The rise in population is not entirely the result of the shifting MSA, however.

“Kent and Ottawa counties had the highest rates of natural increase in the state; i.e., more births than deaths,” said Kenneth Darga, state demographer. “They also gained more migrants than they lost.

“I anticipate continued growth in West Michigan.
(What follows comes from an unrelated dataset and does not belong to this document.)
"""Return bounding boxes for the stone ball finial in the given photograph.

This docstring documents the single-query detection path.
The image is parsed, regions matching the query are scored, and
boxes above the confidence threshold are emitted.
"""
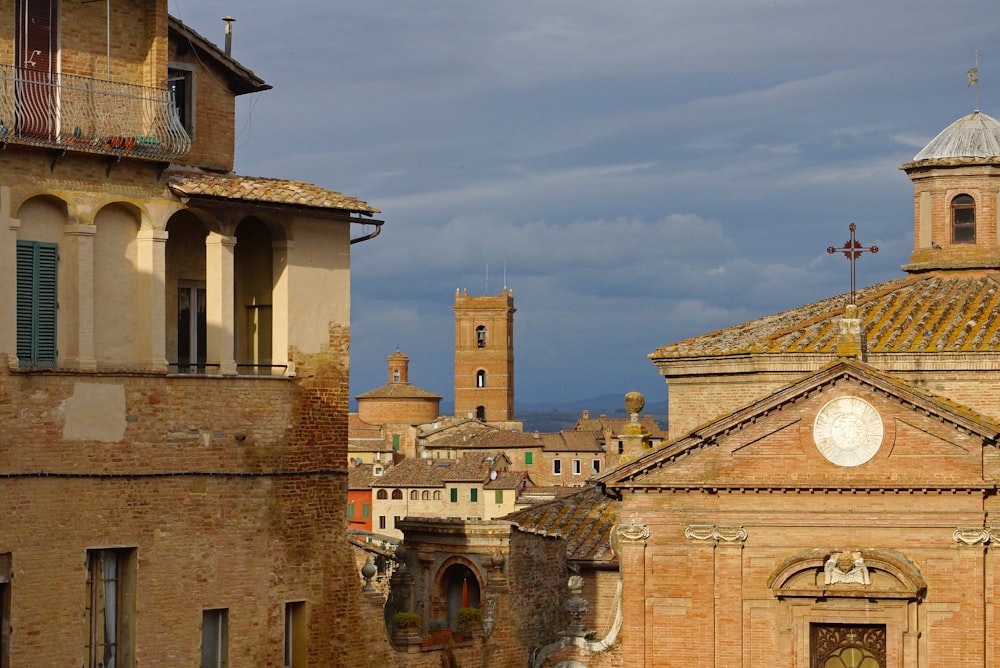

This region has one of the most vibrant economies in Michigan, and its combination of favorable migration patterns and more births than deaths should make it one of the fastest growing regions of the state.”

Darga said the southeastern side of the state, including Detroit, isn’t growing at the same rate as West Michigan.

“Its primary competition for being the fastest growing region of Michigan is likely to come from the Traverse City and Ann Arbor areas, which have recently had higher net migration rates but lower birth rates,” he said.

The census data also shows that Ottawa and Kent are among the fastest growing counties in the state, ranking first and fourth, respectively. Grand Traverse is second and Keweenaw is third.

The Grand Rapids-Wyoming MSA ranks second in Michigan and 52nd in the United States.

“New York is the largest MSA (with nearly 20 million residents) and Carson City, Nev., is the smallest (with 55,000 residents),” Darga said. “Grand Rapids comes after Buffalo, Salt Lake City and Rochester, and it is larger than Tucson, Honolulu and Tulsa.

“The Grand Rapids-Wyoming-Muskegon consolidated statistical area, which includes Allegan, Ionia, Mecosta, and Muskegon counties, as well as the four counties of the Grand Rapids-Wyoming MSA, is the 38th largest CSA in the U.S.”

Detroit has seen a decline of an estimated one-tenth of 1 percent since the 2010 census, while Lansing grew by an estimated 0.4 percent since 2010.

“The Ann Arbor MSA, which consists of Washtenaw County alone, was the fastest-growing MSA in Michigan, with an estimated 1.8 percent growth since the 2010 census. Grand Rapids-Wyoming was close behind at 1.7 percent,” Darga said. “The Traverse City micropolitan area, which consists of Grand Traverse, Leelanau, Benzie, and Kalkaska counties, grew by an estimated 1.3 percent.

“The Coldwater micropolitan area (Branch County) had the highest estimated rate of population decline (-3 percent), followed by the Owosso micropolitan area (Shiawassee County) at -2 percent and the Flint metropolitan area (Genesee County) at -1.3 percent.”